Florey identified his future practice area while clerking for the late U.S. District Court Judge Robert Renner.
“The patent and copyright and trademark trials were just more interesting,” Florey said.
Florey’s work in a long-running patent dispute, a precedent-setting victory that earned him Attorney of the Year honors, led to involvement in a products liability case for the same client.
He helped work with products liability lawyers “to bring some technical expertise into the product liability world … in explaining why [the client’s] products were safe and effective,” Florey said.
Q: What’s the best way to start a conversation with you?
A: Start talking about restaurants in the Twin Cities, in America, anywhere in the world. My wife and I, it’s our hobby. We love going to great restaurants.

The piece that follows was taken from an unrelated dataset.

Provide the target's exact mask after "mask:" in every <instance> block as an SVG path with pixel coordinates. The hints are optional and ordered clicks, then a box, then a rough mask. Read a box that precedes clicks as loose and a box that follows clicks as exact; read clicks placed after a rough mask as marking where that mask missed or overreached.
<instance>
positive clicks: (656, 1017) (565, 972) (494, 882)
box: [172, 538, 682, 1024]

Q: What prompted you to study law and pursue it professionally?
A: At Carleton I did a lot of work in macroeconomics and economic history and analysis of English literature. I found that I enjoyed working on problems that were multifaceted and didn’t have a clear-cut answer, that my strong suit was analyzing the gray areas. A lot of people said that’s kind of what lawyers do.
Q: What books are on your bedside table or e-reader?

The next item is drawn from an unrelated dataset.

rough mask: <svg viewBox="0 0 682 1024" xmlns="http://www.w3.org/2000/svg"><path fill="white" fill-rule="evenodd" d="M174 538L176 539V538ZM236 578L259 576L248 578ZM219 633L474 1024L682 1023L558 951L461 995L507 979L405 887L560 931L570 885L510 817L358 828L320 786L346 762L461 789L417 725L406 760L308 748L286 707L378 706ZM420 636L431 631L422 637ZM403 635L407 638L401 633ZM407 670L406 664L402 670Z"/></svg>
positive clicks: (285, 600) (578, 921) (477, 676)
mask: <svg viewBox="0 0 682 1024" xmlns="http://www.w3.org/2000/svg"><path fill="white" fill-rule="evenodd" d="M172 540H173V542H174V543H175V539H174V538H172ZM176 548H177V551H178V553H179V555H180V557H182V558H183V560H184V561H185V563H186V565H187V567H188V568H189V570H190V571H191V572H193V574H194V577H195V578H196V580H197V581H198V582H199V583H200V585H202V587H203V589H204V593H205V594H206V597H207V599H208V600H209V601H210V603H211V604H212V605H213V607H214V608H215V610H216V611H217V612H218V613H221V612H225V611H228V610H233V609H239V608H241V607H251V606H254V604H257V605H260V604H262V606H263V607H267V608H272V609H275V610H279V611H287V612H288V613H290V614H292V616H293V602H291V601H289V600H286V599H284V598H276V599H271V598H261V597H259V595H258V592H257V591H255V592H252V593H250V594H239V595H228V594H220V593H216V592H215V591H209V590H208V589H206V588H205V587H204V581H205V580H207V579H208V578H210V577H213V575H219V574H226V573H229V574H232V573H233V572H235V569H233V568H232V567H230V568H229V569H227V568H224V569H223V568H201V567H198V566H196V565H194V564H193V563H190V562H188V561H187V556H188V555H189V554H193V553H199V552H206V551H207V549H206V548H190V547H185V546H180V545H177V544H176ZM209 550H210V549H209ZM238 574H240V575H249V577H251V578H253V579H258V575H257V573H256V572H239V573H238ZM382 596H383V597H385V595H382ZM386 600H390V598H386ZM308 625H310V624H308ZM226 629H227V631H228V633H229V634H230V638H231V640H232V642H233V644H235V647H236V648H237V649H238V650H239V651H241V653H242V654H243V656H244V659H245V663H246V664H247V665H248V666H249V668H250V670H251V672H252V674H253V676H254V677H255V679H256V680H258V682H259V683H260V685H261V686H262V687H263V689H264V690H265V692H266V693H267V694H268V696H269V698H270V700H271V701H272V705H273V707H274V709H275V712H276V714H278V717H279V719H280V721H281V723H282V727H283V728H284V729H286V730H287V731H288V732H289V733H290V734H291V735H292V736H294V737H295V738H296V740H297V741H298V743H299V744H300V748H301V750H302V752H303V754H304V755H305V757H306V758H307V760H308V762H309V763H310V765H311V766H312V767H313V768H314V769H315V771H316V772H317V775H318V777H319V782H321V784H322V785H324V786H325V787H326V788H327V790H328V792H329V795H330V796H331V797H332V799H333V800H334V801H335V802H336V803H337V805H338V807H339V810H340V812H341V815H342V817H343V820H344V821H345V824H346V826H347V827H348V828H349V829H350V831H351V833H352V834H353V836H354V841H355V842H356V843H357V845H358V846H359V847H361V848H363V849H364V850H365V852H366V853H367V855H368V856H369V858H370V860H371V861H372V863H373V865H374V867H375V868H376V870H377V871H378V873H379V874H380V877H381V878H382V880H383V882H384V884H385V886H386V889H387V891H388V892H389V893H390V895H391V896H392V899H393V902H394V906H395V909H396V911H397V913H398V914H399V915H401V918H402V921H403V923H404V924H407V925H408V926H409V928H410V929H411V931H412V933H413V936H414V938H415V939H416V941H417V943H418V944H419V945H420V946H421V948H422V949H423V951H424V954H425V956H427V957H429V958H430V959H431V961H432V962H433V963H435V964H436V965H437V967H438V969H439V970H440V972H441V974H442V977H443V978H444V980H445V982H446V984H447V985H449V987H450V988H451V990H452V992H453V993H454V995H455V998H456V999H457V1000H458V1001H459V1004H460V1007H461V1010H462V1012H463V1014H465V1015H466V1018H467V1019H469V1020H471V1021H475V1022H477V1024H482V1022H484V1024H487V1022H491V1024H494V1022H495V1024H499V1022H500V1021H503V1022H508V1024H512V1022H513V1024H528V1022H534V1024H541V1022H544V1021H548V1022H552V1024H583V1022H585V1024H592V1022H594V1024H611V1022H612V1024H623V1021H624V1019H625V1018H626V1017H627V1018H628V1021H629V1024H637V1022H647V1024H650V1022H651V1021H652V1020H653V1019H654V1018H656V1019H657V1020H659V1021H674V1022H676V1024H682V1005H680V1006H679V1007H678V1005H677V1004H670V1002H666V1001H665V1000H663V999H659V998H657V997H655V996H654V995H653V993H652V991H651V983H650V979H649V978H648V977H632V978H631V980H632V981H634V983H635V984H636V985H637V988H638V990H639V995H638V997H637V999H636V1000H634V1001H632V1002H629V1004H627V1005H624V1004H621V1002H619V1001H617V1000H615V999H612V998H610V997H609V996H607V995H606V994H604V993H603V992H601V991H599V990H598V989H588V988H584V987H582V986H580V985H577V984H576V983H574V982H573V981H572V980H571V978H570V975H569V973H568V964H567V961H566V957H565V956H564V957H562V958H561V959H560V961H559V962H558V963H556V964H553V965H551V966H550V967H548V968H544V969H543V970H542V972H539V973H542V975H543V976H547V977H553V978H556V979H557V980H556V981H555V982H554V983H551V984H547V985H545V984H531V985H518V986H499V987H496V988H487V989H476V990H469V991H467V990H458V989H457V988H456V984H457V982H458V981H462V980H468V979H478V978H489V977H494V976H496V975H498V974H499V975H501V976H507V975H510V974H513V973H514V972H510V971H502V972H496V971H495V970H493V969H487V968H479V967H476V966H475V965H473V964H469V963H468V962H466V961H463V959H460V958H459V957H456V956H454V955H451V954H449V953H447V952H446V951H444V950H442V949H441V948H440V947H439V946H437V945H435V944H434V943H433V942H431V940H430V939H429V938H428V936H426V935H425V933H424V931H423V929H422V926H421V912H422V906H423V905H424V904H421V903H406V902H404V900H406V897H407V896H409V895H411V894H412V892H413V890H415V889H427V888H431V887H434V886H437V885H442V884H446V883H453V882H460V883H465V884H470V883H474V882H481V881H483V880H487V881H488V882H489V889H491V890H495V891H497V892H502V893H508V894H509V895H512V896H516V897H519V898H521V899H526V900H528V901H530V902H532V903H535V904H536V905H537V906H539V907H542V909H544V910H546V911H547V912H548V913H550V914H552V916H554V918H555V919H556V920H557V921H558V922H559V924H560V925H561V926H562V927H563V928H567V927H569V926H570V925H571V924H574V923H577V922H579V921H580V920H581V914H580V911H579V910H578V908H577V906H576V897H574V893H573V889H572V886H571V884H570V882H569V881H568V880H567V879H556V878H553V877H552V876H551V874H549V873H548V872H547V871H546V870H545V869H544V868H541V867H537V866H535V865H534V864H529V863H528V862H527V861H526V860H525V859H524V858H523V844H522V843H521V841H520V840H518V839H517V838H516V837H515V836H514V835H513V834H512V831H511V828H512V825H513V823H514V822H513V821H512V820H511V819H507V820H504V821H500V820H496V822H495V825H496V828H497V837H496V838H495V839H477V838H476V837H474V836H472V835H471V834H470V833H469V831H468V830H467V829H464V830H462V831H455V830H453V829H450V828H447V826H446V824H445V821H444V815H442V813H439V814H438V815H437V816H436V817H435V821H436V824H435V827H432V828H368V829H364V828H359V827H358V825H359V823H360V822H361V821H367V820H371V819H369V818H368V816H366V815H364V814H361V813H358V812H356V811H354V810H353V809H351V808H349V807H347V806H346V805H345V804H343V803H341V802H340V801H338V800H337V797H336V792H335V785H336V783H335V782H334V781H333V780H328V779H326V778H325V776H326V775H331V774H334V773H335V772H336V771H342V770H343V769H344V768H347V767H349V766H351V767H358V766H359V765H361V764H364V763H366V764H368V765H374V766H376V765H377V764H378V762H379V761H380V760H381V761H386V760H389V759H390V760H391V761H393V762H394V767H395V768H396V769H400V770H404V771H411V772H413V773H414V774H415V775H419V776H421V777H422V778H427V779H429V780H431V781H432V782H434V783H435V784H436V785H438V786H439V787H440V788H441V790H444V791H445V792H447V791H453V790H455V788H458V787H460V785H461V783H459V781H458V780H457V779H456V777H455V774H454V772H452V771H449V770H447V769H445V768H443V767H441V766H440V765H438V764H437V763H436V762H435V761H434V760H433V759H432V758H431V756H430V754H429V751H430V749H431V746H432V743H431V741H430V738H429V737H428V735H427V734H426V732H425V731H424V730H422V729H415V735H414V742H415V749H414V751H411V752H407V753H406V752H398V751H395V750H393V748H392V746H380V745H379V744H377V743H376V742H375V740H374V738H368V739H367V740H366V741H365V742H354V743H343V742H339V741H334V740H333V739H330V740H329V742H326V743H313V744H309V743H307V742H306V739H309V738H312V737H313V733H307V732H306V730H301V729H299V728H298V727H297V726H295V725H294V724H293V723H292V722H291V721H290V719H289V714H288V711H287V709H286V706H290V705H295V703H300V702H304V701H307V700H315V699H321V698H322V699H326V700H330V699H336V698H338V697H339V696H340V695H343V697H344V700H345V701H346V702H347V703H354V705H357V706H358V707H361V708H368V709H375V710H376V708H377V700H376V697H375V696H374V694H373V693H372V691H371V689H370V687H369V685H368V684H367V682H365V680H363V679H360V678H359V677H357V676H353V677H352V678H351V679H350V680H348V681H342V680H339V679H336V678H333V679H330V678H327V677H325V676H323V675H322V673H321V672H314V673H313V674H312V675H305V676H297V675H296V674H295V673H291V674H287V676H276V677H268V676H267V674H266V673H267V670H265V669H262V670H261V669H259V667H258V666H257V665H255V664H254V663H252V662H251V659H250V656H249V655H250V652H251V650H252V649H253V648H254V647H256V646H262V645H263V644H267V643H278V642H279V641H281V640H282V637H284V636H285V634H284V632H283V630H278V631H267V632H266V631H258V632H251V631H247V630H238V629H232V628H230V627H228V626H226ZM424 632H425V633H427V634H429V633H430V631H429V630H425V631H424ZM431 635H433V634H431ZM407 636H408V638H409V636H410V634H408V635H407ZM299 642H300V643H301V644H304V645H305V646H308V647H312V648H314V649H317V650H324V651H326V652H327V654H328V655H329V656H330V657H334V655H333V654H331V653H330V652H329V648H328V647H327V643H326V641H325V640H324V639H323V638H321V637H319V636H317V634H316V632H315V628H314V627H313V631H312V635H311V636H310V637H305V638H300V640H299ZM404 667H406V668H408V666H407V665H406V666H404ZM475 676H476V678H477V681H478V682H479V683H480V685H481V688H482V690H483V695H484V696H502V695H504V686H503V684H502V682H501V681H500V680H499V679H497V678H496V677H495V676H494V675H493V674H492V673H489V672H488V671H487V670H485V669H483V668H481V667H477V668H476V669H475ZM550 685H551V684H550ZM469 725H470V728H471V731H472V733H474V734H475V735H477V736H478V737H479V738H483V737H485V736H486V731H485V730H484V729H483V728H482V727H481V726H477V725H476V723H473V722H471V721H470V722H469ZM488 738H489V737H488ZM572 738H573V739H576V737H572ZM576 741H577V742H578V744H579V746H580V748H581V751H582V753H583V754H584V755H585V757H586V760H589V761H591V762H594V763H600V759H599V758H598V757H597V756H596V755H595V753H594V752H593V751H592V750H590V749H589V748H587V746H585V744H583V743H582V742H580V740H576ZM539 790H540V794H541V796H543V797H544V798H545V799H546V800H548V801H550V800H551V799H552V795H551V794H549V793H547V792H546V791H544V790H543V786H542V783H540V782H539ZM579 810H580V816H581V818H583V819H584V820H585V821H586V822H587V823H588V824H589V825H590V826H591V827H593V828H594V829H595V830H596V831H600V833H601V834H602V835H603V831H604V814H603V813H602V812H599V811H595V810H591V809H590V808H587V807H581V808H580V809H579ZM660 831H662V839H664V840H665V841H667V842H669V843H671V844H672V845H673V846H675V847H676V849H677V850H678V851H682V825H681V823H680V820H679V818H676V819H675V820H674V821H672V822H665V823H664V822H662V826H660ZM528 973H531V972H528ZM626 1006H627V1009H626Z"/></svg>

A: I like to read cookbooks. I have been reading Alice Waters’ “The Art of Simple Food” and “The Art of Simple Food II.” Alice Waters is a genius in terms of her restaurant. She writes about sustainability and sourcing ingredients. Her recipes are absolutely fantastic.

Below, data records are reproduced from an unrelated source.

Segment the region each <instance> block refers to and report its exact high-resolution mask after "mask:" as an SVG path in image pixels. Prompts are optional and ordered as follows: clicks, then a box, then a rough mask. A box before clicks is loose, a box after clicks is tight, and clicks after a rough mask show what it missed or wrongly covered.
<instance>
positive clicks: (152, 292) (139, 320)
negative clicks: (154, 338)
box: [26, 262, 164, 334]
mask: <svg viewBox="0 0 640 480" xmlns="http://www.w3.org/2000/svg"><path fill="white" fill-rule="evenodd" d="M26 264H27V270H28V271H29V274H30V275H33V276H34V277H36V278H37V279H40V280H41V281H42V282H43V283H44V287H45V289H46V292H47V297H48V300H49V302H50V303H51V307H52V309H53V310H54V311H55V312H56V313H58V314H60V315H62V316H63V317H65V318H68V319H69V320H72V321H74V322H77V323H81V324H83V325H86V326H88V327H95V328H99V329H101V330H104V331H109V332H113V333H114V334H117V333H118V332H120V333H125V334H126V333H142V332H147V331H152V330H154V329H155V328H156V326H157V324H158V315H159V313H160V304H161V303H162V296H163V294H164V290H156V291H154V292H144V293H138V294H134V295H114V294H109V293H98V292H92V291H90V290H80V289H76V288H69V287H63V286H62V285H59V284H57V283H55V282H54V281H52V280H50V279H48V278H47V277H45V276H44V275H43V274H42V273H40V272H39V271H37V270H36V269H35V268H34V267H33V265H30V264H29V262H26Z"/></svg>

Q: What is a pet peeve of yours?
A: Lawyers who burden their support staff by always filing everything at the last minute.
Q: What are your favorite aspects of being an attorney?
A: The multifaceted nature of the problem solving. We take the facts of the case, the complex IP law related to the case and the unique aspects of the client’s business, and try to weave those all together to obtain a good result.
Q: Least favorite?
A: I’ve definitely run across some opposing counsel who I think are intentionally unpleasant and want to fight about every single thing whether it merits a fight or not.
Q: If someone visits you in your hometown, what would you take them to see or do?
A: I live in St. Paul near Grand Avenue. We’d probably walk up and down Grand Avenue. There are all kinds of fantastic little businesses and things to see and do along the way.
Q: Is there an attorney or judge, past or present, whom you admire most?
A: [The late U.S. District Court] Judge Robert Renner, whom I clerked for for two years, is one of my heroes. His sense of impartiality and integrity and wanting to do the right things for the right reason without caring about the politics of it or what people thought of him.
Q: What’s a misconception people have about working as an attorney?
A: People have this idea that cases, trials are won or lost by the attorneys giving impassioned Shakespearean-like speeches to the judge or the jury. Obviously you want to do a good opening and a good closing. But really cases are won and lost by doing the hard spade work of building the facts, being able to tell your client’s story with hard evidence and facts and laying it all out in a comprehensible fashion rather than me pounding on the podium and giving a soliloquy.
Q: What is your favorite depiction of the law, the legal professional in popular culture?
A: “My Cousin Vinny” is the best. The genius of that movie is it’s incredibly funny but the legal scenes are extraordinarily accurate.